El hecho que esa fecha coincida con la fiesta de mi santo patrono no explica suficientemente por qué he sido yo elegido para recibir ese «don», pues jamás he operado en el atanor. Es verdad que no he vivido ajeno a las preocupaciones alquímicas, y que he peregrinado tres veces a Compostela por diferentes caminos. Amén de ello, recuerdo las veinticinco emisiones de radio que dimos en la ORTF[3] —Inter-Variétés, en julio de 1964— con el célebre Compagnon du Tour de France[4] Raoul Vergez, bajo título de «¿Están vivos? ¿Son de piedra?». Realizábamos entonces una auténtica peregrinación que partía del Mont Saint-Michel y abocaba en Compostela, presentando al paso y comentando los principales edificios cristianos que jalonaban la ruta. En una ocasión, charlando sobre Nótre-Dame de París a propósito del célebre personaje esculpido bajo los pies de Cristo en el pórtico central —del que Fulcanelli dice que representa la Alquimia—, el periodista que nos entrevistaba me preguntó a bocajarro: «Para Vd., Jacques d’Arés, ¿qué es la Alquimia?» Inmediatamente le respondí: «Para mí la Alquimia es la ciencia de la vida». Eugène Canseliet había seguido la emisión. A la mañana siguiente me telefoneó para decirme: «Jacques, ayer dio Vd. la mejor definición posible de la Alquimia».

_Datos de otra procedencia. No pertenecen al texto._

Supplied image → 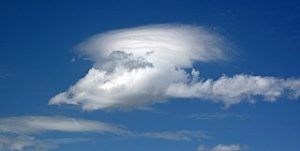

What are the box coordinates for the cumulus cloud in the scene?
[49,24,300,111]
[197,144,243,151]
[167,74,300,107]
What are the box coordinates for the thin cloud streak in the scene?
[188,113,245,121]
[0,116,207,150]
[197,144,244,151]
[140,130,208,141]
[0,135,88,151]
[0,116,126,135]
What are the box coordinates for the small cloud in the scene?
[0,135,88,151]
[140,130,208,141]
[188,113,245,121]
[71,57,76,62]
[197,144,246,151]
[0,135,56,151]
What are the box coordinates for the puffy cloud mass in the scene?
[49,24,300,111]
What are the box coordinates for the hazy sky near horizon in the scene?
[1,0,300,151]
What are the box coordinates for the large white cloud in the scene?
[49,24,300,111]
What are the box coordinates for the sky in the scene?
[1,0,300,151]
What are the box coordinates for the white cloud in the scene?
[0,135,87,151]
[140,130,207,141]
[167,74,300,107]
[0,116,207,141]
[188,113,244,121]
[49,24,300,111]
[0,135,54,151]
[197,144,242,151]
[0,116,122,151]
[0,116,126,135]
[0,116,208,150]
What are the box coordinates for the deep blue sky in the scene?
[1,0,300,151]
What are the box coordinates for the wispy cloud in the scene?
[188,113,245,121]
[0,116,127,151]
[0,68,7,80]
[0,135,56,151]
[0,116,126,135]
[140,130,208,141]
[0,135,88,151]
[197,144,245,151]
[49,24,300,111]
[0,116,207,150]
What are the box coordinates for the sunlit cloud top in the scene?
[49,24,300,111]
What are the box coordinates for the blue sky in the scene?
[1,0,300,151]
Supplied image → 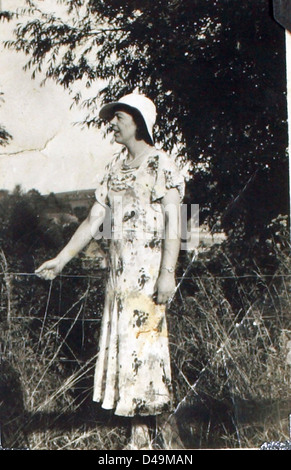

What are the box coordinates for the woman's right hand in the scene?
[35,257,64,281]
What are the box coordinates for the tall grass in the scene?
[0,228,290,449]
[168,227,291,448]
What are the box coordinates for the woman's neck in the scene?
[126,141,152,161]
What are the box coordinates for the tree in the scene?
[0,92,12,146]
[3,0,289,238]
[0,10,13,146]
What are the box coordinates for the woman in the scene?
[36,93,185,449]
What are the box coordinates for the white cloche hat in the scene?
[99,93,156,144]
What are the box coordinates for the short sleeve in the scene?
[95,172,109,207]
[94,153,122,207]
[151,153,185,203]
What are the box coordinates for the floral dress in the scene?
[92,148,185,417]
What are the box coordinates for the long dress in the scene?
[92,148,185,417]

Precisamente, la carta de Fulcanelli me traía la respuesta en su último párrafo:

«No se inquiete Vd. demasiado por las razones que motivaron la elección unánime de su persona para recibir este depósito. Son de lo más simple: elegir a uno de los herederos en el arte de nuestro fiel Canseliet, no habría faltado de atizar importunas envidias, rencores y dudas lesivas para el trabajo. En cambio, reconocemos y honramos su integridad, y vemos en Vd. al heredero de Paul Le Cour y de Philéas Lebesgue, que supieron acoger y animar a nuestro propio alumno cuando se encontró solo en su laboratorio. Reciba pues, a cambio, este don de confianza, teniendo la certeza de que Vd. dará buen uso de él».

Me vi obligado a reconocer lo justo de esta argumentación, y tanto más que había yo conocido a Philéas Lebesgue por la misma época. Fue Paul Le Cour quien le puso en contacto con el Maestro de Savignies, hasta el punto que este último llego a ser su ejecutor testamentario.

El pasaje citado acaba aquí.